SC declares state of emergency in Sulu unconstitutionalBy Tetch Torres
MANILA, Philippines—The Supreme Court has declared as unconstitutional the state of emergency in Sulu declared by its governor in 2009, at the height of the kidnapping of three members of the International Committee of the Red Cross (ICRC). The state of emergency is supposed to be still in effect to this day.
In a decision dated July 3, 2012, but released to the media only on Wednesday, or 15 days after its promulgation, the high court, through Associate Justice Maria Lourdes Sereno, said that only the President of the Philippines is vested with emergency powers under the Constitution.
Moreover, the high court added that only the President, under the Constitution, has the power to call the military and the police to respond to a state of emergency.
“Respondent provincial governor is not endowed with the power to call upon the armed forces at his own bidding. In issuing the assailed proclamation, Governor (Abdusakur) Tan exceeded his authority when he declared a state of emergency and called upon the Armed Forces, the police and his own Civilian Emergency Force,” the high court said.
On Jan. 15, 2009, ICRC volunteers Andreas Notter, a Swiss national and head of the ICRC based on Zamboanga City; Eugenio Vagni, an Italian national; and Marie Jean Lacaba, a Filipino engineer, were abducted by armed men belonging to the Abu Sayyaf Group (ASG). The ASG demanded money for the release of the captives for “board and lodging” expenses. All three captives were later released.
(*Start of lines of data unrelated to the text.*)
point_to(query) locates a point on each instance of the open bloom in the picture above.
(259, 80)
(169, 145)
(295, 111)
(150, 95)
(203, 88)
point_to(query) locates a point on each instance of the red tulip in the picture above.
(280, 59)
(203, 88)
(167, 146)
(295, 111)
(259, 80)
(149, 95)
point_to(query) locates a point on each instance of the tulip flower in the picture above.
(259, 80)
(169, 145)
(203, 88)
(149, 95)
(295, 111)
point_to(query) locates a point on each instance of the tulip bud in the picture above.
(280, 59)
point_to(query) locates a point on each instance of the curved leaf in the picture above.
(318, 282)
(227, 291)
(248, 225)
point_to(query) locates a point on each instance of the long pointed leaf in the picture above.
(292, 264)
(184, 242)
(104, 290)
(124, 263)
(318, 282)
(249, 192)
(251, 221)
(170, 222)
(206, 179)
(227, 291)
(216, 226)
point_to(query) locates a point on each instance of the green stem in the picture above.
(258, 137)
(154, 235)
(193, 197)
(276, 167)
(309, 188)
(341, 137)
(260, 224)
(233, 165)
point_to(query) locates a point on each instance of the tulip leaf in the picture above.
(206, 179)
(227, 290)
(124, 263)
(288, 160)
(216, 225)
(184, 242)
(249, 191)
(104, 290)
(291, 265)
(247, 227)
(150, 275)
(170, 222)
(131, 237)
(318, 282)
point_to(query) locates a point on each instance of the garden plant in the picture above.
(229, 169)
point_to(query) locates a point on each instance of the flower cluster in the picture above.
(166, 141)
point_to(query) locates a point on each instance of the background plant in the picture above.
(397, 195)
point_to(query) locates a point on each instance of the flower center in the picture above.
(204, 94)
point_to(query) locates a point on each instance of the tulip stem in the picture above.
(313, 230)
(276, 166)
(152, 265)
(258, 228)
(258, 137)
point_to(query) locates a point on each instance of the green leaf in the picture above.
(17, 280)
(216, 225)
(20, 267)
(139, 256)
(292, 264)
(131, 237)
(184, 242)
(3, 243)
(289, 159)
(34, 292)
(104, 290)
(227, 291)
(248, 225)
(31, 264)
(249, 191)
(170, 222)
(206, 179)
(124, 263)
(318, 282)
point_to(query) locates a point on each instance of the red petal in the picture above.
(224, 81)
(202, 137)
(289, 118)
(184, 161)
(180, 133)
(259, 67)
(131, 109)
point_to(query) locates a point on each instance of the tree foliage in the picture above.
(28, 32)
At the height of the kidnapping, Tan declared a state of emergency in pursuant to Republic Act (RA) No. 9372 (Human Security Act) and citing Sec. 465 of RA No. 7160 (Local Government Code of 1991) “which bestows on the Provincial Governor the power to carry out emergency measures during man-made and natural disasters and calamities, and to call upon the appropriate national law enforcement agencies to suppress disorder and lawless violence.”
Tan called upon the PNP and the Civilian Emergency Force (CEF) to conduct arrests and general searches, set up checkpoints, and other actions “necessary to ensure public safety.” A set of guidelines was also released for the implementation of the proclamation.
But the high court said “calling out powers contemplated under the Constitution is exclusive to the President. An exercise by another official, even if he is the local chief executive, is ultra vires (beyond the power) and may not be justified by invoking the Local Government Code.”
The high court ordered Tan and co-respondents Lieutenant General Juancho Saban, Brigadier General Eugenio Clemen and Police Superintendent Bienvenido Latag to desist from further implementing the subject proclamation. One of the respondents in the case, P/Supt. Julasirim Kasim, died in the line of duty.